Termination: The process repeats until convergence or a fixed number of steps (early stopping).

This strategy ensures that edges are finalized from the "center" (highest confidence) outward, naturally suppressing redundant activations in the neighborhood and resulting in thin, crisp contours.

D. Multi-Granularity Prediction

MEMO supports generating edges at different levels of detail (sparsity) without retraining:

Technique: Adaptation of Classifier-Free Guidance.
Mechanism: The model is trained both with image conditioning and without (using a zero tensor). During inference, predictions are extrapolated between these two states using a user-defined scale parameter $s$ .
Result: Increasing $s$ shifts the output from sparse, high-level contours to dense, fine-grained details.

E. Pre-training Strategy

To prevent overfitting on small real-world datasets and improve generalization:

Synthetic Dataset: A large-scale dataset (400k image-edge pairs) is generated using the Segment Anything Model (SAM) to extract object boundaries.
Two-Stage Training:
1. Pre-training: Train on the synthetic dataset.
2. Fine-tuning: Use lightweight LoRA adapters (1.2% additional parameters) to fine-tune on specific real-world datasets (BSDS, BIPED, Multicue) while keeping the main backbone frozen.

3. Key Contributions

MEMO Framework: A novel edge detection model that produces crisp, human-like edges using only cross-entropy loss, eliminating the need for specialized loss functions or complex architectures.
Masked Edge Training & Inference: Introduction of a training scheme that teaches the model to recover edges from partial inputs, coupled with a LocMax inference strategy that iteratively finalizes edges based on local confidence, ensuring single-pixel width.
Synthetic Pre-training: Construction of a large-scale synthetic edge dataset that significantly boosts generalization and prevents edge duplication artifacts.
Inference-Time Multi-Granularity: The ability to control edge density and detail purely at inference time via classifier-free guidance, without requiring paired annotations for different granularities.

4. Experimental Results

The authors evaluated MEMO on BSDS, BIPED, and Multicue datasets.
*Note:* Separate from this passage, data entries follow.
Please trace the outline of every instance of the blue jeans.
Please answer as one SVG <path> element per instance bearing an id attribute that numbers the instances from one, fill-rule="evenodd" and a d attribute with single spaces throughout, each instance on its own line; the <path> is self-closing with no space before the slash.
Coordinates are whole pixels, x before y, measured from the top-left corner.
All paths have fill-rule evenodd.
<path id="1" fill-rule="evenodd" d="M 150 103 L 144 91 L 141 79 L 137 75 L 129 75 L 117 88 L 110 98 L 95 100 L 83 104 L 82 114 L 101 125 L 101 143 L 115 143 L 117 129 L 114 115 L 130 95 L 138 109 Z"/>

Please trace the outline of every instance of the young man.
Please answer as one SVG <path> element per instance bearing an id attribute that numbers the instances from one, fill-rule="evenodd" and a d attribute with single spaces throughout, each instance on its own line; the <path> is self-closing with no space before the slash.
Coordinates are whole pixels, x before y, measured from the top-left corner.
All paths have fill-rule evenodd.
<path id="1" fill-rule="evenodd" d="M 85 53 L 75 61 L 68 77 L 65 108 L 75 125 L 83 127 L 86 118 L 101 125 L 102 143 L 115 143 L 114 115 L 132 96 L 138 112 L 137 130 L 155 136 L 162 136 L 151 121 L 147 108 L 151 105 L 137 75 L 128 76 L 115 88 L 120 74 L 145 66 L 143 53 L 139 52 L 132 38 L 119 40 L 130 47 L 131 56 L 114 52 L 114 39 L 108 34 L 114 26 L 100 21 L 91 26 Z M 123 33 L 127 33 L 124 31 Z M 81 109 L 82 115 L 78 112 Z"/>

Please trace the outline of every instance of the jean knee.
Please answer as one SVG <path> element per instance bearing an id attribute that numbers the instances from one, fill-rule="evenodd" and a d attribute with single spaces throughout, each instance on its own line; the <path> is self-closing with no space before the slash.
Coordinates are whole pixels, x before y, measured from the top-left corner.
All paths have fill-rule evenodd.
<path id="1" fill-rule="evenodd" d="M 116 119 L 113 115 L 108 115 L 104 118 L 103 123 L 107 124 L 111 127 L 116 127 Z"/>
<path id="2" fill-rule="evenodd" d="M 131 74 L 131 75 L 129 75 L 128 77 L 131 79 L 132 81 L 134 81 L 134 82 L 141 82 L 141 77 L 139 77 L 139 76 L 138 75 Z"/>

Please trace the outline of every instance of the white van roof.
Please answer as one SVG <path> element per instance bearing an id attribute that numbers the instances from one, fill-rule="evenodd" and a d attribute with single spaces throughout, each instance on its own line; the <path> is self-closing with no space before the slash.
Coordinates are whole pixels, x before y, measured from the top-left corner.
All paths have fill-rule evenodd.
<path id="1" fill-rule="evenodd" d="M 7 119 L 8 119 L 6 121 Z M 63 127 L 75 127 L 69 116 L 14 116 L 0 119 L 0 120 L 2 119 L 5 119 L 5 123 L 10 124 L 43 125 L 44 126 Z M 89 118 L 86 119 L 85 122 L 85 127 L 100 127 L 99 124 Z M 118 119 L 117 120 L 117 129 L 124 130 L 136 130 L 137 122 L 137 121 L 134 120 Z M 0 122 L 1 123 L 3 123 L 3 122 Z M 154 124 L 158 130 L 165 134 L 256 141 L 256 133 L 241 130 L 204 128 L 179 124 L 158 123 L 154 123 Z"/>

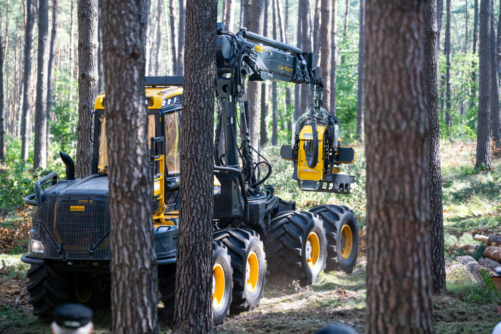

Crispness-Aware Evaluation (CEval): MEMO achieves State-of-the-Art (SOTA) results.
- On BSDS, MEMO achieves an ODS of 0.836 (vs. 0.749 for DiffEdge) and an Average Crispness (AC) of 0.663 (vs. 0.476 for DiffEdge).
- On BIPED, MEMO achieves an AC of 0.841, outperforming DiffEdge (0.849) in standard metrics but significantly better in crispness alignment.
Visual Similarity: MEMO achieves the lowest Fréchet Inception Distance (FID) and LPIPS scores, indicating its outputs are perceptually closest to human annotations.
Ablation Studies:
- LocMax vs. TopK/Random: LocMax is crucial; TopK produces thick edges, while Random produces fragmented edges.
- Pre-training: Pre-training on synthetic data prevents "edge duplication" (multi-line artifacts) seen in models trained only on real data.
- Inference Steps: 10 steps are sufficient for visually crisp results, balancing speed and quality.

5. Significance

Paradigm Shift: The paper demonstrates that training and inference strategies are more critical than architectural complexity or specialized losses for achieving human-like edge crispness.
Efficiency: MEMO avoids heavy post-processing (like Non-Maximum Suppression) and complex generative backbones, relying on a lightweight, iterative refinement process.
Flexibility: The multi-granularity capability allows a single model to serve diverse applications (from coarse object boundaries to fine texture details) simply by adjusting a scalar parameter at inference time.
Generalization: The use of synthetic pre-training with LoRA fine-tuning offers a scalable path for adapting edge detectors to new domains with minimal computational cost.

In conclusion, MEMO sets a new benchmark for edge detection by aligning machine predictions with human visual perception, achieving superior crispness and structural coherence without compromising standard detection accuracy.